- Shortstop / Third baseman
- Born: May 17, 1926 Lafayette, Louisiana, U.S.
- Died: August 4, 2015 (aged 89) Whittier, California, U.S.
- Batted: RightThrew: Right

Teams
- Birmingham Black Barons (1951–1953); Brandon Greys (1952);

Career highlights and awards
- East–West All-Star Game selection (1953);

= Irvin Castille =

American baseball player

Irvin Castille (May 17, 1926 – August 4, 2015) was an American shortstop and third baseman who played from 1951 through 1953 in the Negro American League. Born in Lafayette, Louisiana, he batted and threw right handed.

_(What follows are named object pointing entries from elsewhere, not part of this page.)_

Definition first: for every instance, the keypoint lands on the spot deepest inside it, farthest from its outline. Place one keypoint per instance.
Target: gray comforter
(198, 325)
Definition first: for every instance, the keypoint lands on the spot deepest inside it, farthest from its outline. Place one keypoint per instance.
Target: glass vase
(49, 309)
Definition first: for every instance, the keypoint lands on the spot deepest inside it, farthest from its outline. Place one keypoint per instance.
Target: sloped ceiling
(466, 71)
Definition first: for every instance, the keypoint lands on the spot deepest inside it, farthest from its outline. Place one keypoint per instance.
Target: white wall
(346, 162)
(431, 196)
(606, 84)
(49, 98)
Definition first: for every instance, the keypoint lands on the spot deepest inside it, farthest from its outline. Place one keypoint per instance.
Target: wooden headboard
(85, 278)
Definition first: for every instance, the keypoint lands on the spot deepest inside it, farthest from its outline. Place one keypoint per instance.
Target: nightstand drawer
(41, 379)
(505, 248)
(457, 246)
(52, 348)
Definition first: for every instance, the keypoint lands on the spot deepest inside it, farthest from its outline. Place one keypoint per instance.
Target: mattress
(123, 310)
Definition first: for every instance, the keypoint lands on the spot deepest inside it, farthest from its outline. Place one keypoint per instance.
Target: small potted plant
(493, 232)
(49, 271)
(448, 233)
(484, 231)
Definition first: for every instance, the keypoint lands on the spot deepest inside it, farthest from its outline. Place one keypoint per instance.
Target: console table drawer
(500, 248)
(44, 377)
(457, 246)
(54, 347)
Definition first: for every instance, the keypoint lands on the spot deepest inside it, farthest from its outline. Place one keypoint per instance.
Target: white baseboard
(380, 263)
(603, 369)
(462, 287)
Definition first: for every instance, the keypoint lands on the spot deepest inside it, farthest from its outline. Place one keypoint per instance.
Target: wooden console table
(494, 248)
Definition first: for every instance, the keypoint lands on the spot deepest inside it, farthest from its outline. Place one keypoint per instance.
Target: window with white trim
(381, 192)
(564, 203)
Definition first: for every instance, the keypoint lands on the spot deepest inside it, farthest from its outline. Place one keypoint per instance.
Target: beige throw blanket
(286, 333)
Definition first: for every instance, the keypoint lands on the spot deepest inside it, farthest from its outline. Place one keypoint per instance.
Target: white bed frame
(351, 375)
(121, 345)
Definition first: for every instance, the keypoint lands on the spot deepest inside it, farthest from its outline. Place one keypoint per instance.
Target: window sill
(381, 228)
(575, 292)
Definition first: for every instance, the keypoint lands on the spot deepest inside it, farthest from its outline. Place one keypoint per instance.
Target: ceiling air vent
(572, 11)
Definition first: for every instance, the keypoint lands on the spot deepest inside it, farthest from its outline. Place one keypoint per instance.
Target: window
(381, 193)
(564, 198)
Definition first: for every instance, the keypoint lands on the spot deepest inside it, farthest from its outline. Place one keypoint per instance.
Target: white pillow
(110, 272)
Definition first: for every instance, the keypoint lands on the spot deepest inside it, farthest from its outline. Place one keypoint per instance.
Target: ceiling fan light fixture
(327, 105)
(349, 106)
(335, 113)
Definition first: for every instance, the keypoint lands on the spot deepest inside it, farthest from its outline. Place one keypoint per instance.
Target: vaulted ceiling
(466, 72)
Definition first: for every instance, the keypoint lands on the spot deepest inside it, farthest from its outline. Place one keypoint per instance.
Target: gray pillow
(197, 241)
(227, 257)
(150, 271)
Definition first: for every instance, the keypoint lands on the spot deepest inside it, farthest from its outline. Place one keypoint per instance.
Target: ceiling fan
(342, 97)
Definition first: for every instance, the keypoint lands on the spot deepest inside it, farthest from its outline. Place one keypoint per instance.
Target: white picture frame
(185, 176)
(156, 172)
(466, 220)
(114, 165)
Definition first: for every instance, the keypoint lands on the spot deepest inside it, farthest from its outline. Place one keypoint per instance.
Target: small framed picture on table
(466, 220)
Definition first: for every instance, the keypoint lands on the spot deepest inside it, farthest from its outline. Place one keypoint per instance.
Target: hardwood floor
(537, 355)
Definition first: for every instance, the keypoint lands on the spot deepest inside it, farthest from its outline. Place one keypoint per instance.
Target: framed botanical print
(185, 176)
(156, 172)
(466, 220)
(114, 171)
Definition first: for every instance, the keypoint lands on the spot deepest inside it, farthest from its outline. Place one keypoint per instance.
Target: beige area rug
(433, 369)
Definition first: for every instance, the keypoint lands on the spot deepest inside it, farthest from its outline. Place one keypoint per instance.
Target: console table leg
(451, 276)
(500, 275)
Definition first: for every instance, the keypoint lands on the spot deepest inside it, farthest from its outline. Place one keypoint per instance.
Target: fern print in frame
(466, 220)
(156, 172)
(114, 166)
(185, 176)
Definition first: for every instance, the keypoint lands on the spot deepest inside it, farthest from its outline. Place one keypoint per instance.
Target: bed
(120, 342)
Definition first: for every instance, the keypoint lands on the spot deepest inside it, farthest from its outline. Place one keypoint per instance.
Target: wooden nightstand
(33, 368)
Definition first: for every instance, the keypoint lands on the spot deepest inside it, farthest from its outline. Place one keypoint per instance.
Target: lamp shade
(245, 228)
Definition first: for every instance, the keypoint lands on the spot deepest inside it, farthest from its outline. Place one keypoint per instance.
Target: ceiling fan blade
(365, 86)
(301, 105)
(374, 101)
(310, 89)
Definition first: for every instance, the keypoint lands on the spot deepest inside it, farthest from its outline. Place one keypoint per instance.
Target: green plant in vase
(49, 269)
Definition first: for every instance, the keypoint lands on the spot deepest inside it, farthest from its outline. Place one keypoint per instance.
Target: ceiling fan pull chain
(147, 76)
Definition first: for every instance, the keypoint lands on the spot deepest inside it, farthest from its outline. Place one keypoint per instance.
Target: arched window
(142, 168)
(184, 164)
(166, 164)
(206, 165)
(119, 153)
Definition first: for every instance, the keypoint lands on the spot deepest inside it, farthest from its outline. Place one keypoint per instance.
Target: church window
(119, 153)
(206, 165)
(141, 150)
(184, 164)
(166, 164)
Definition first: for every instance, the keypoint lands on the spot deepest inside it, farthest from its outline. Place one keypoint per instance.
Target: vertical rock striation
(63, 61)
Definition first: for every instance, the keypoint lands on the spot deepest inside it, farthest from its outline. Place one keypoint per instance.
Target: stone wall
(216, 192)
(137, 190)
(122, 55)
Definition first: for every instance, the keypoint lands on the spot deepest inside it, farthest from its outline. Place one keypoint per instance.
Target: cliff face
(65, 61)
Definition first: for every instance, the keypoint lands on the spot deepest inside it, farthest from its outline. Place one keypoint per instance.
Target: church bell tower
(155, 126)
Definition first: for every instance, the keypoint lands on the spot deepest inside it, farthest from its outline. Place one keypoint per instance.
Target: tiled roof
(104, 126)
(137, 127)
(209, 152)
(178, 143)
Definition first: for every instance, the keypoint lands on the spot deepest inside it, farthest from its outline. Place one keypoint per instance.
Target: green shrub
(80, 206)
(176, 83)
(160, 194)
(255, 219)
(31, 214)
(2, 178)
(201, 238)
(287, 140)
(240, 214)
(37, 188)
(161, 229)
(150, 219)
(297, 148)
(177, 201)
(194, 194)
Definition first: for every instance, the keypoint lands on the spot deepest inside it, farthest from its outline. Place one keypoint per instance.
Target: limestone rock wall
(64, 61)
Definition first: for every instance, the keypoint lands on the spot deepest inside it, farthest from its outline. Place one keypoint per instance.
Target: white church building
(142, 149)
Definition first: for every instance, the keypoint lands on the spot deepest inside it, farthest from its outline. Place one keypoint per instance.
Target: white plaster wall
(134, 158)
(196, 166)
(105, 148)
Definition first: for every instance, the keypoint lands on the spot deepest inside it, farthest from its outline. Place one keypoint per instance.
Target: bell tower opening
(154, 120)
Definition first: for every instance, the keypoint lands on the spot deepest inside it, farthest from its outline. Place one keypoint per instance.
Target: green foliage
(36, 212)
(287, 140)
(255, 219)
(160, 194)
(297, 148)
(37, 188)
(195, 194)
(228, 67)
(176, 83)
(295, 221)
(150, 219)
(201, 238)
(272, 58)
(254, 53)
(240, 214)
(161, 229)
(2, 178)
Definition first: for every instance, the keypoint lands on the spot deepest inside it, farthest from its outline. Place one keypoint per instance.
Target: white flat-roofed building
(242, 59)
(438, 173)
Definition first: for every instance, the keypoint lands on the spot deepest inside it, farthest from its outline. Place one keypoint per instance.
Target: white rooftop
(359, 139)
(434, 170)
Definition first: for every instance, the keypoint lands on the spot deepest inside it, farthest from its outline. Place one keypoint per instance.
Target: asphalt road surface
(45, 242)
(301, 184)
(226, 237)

Castille joined the Birmingham Black Barons in the dying years of the Negro leagues. He also was selected to the East–West All-Star Game in 1953. In between, he played with the Brandon Greys club of the independent Mandak League in its 1952 season.

On June 8, 2008, Major League Baseball staged a special draft of the surviving Negro league players, doing a tribute for the surviving Negro leaguers who were kept out of the Big Leagues because of their race. MLB clubs each selected a former NLB player, as Castille was drafted by the Oakland Athletics.

A week later, the San Diego Padres honored him during a homestand highlighted by a Salute to the Negro leagues, fireworks and U.S. Army Appreciation Day at Petco Park. Late in the month, he signed autographs and shared stories about his playing days in the Times of Greatness Mobile event held at the Museum of Contemporary Art, Chicago.

Castille was a long resident of Whittier, California, where he died in 2015 at the age of 83.